Now you can chat in your own private, disposable room in seconds.
Hack.Chat Home Page


There are a dozen-odd ways to chat with people these days, from IM to Twitter direct messages to apps like Slack, Snapchat and GroupMe.

If you want to create your own with no more fuss than typing in a unique URL in your web browser, though, you can’t go wrong with hack.chat, a new, bare-bones, no-frills approach to private chat that looks like something out of the DOS era. And I mean that in a good way.

It’s dead simple to use (though you can also run your own server) and incredibly disposable. Perfect for those quick chats you need to make happen that you may not want on something like Slack, which keeps an archive of all the inappropriate comments you’ve ever written.

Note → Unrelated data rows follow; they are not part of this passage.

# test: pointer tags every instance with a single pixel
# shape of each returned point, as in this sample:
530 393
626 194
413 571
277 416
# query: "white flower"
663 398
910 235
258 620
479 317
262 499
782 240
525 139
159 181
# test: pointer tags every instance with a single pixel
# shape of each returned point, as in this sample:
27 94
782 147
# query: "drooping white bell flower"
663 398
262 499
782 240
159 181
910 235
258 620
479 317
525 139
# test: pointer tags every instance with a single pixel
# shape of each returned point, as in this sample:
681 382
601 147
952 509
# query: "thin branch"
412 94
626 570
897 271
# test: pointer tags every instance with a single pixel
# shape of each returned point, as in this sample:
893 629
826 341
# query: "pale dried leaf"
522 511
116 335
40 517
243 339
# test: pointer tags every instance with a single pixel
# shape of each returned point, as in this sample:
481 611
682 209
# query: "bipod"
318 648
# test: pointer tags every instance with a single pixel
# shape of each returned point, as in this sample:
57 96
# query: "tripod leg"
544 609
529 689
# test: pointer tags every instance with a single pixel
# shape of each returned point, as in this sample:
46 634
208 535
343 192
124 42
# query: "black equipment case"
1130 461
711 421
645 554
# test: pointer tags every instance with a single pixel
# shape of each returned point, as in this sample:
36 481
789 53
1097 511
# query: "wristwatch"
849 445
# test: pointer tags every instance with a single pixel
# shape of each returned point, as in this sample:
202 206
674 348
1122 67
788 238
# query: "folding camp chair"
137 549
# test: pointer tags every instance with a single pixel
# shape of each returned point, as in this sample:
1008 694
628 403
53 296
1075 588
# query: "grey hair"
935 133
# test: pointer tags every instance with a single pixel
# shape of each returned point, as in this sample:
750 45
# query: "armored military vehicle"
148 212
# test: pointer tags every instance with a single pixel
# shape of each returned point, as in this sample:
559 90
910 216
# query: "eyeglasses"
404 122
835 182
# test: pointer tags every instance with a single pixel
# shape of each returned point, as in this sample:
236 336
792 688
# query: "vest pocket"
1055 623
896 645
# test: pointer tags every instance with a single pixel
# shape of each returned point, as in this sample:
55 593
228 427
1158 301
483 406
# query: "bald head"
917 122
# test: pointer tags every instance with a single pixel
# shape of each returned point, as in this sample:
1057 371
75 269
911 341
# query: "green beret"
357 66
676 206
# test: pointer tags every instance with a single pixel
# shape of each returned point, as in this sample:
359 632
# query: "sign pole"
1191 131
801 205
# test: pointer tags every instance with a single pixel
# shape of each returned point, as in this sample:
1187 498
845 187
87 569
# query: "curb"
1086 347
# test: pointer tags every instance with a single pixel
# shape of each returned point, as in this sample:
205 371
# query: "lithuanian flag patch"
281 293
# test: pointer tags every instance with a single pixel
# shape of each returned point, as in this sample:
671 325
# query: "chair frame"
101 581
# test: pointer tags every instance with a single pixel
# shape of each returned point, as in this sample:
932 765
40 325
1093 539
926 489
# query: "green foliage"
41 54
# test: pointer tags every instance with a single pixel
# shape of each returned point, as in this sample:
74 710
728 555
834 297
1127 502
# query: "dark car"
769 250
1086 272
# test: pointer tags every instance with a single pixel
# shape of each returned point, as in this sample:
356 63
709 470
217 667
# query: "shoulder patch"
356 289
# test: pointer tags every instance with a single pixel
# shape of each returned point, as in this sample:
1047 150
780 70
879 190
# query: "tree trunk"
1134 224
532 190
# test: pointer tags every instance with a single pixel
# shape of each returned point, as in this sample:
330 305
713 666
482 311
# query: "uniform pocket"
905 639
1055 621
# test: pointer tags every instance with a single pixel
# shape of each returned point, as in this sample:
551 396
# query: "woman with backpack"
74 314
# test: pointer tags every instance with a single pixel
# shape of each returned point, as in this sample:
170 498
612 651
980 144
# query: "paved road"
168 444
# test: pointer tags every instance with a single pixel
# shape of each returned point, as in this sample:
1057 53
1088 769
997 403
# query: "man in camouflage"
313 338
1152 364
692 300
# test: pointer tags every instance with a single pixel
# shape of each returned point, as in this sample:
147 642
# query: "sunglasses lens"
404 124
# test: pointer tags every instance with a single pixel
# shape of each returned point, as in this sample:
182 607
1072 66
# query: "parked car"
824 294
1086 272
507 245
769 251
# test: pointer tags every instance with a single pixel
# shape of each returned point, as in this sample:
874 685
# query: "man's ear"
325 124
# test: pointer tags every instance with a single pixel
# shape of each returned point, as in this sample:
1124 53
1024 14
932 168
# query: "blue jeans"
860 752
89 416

To create a disposable hack.chat, simply head to the website and add a ? and a string of text to the URL. For example, https://hack.chat/?random-channel will create a chat room named “random-channel.” Any text string will work, too, so feel free to get crazy with nonsense characters, too.

You can send the new URL to anyone you need to talk to privately and be chatting in less than 10 seconds. There are no channel lists kept anywhere, so random people won’t show up in your hack.chat (unless you use something guessable for your channel name).

Formatting is possible with LaTeX markup, too.
Here are some channels hack.chat’s home page has for you to join and test out; just add the name to the url http://hack.chat/
?lobby ?meta ?random
?technology ?programming
?math ?physics ?asciiart
And here’s a random one generated just for you: ?4r2li1m7
Creator Andrew Belt, a student at the University of Tennessee, promises that no message history is kept on the hack.chat servers, so random channel names can be created for purely private discussions.

So, if you’re looking for a quick and dirty way to get your chat on without having to download an app or worry about privacy, hack.chat could be your go to.